Sunday, October 6, 2013

The continually-shifting GOP rules.

Imagine that, John Boehner used his Sunday off to change the GOP's rules once again, this time it's back to the old debt-ceiling demand from 2011: dollar for dollar matching cuts for debt ceiling increase.

The path towards something...
  • Two weeks ago it was repeal ACA -->
  • A week ago it was a delay of the ACA-->
  • A day after that, it was repeal the medical equipment tax -->
  • Earlier last week it was program-by-program continuing resolutions -->
  • A day after that, it was a demand to restore funding for 200 terminally ill patients -->
  • Late last week it was a request to sit down and have a conversation with the President -->
  • Today it is dollar for dollar cuts for debt increases, or else we hit the debt ceiling and start slashing.
And later this week, will it be Cut, Cap and Trade and the Balanced Budget Amendment redux, followed by Sequester 2.0?  I say count on it.

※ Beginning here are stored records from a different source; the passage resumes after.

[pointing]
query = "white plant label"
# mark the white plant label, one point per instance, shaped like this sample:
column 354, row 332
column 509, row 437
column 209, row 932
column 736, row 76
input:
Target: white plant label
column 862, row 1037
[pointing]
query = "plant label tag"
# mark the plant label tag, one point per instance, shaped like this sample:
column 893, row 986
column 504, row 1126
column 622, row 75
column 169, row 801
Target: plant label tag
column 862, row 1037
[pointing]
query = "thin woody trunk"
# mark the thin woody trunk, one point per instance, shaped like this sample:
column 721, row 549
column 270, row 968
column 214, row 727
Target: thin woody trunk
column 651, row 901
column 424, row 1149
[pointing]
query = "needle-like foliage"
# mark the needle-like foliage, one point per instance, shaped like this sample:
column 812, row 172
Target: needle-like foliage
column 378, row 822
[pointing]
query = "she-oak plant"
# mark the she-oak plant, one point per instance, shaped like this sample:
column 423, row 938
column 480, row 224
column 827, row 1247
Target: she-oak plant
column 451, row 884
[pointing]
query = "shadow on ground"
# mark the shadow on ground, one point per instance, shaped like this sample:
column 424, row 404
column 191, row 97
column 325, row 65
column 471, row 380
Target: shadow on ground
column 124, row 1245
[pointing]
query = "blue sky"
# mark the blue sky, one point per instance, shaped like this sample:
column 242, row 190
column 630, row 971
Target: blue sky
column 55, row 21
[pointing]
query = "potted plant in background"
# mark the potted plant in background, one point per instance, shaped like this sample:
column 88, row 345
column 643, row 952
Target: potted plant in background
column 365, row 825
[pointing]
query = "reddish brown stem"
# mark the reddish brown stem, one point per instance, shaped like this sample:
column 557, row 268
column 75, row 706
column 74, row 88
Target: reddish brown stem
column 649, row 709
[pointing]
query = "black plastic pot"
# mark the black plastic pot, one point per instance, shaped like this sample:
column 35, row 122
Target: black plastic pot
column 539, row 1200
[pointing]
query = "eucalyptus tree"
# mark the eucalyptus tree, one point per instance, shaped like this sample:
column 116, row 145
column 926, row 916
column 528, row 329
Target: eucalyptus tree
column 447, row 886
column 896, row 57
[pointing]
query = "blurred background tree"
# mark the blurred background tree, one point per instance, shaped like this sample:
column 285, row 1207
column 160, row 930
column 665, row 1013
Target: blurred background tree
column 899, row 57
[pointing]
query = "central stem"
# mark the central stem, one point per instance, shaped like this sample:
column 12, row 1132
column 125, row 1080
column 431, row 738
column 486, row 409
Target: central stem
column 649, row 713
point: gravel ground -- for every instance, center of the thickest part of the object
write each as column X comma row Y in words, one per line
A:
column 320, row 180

Where is this path headed?
There isn't much time left -- just 11 days max -- before the US truly defaults.  So there isn't much more room left for GOP to shift their demands, scatter-shot as they are.  John Boehner might be waiting to be pushed into the corner by Senate Republicans demanding that House Republicans forgo the Hastert Rule and let House Democrats win the vote with a minority GOP group.  Or, Boehner might actually be expecting Democrats to capitulate yet again, in which case there is no recourse but to go into default and watch the US economy grind to a halt, as Democrats probably aren't looking to share the blame as they did the last time -- fool me once, shame on you, fool me twice, shame on me.

The Zombies won't die
As it was in the 2011 debt ceiling fight, I wrote that it was ironic that Republicans were willing to risk a default to slash spending, seeing as the results were the same: government spending as a percentage of GDP would balloon once again.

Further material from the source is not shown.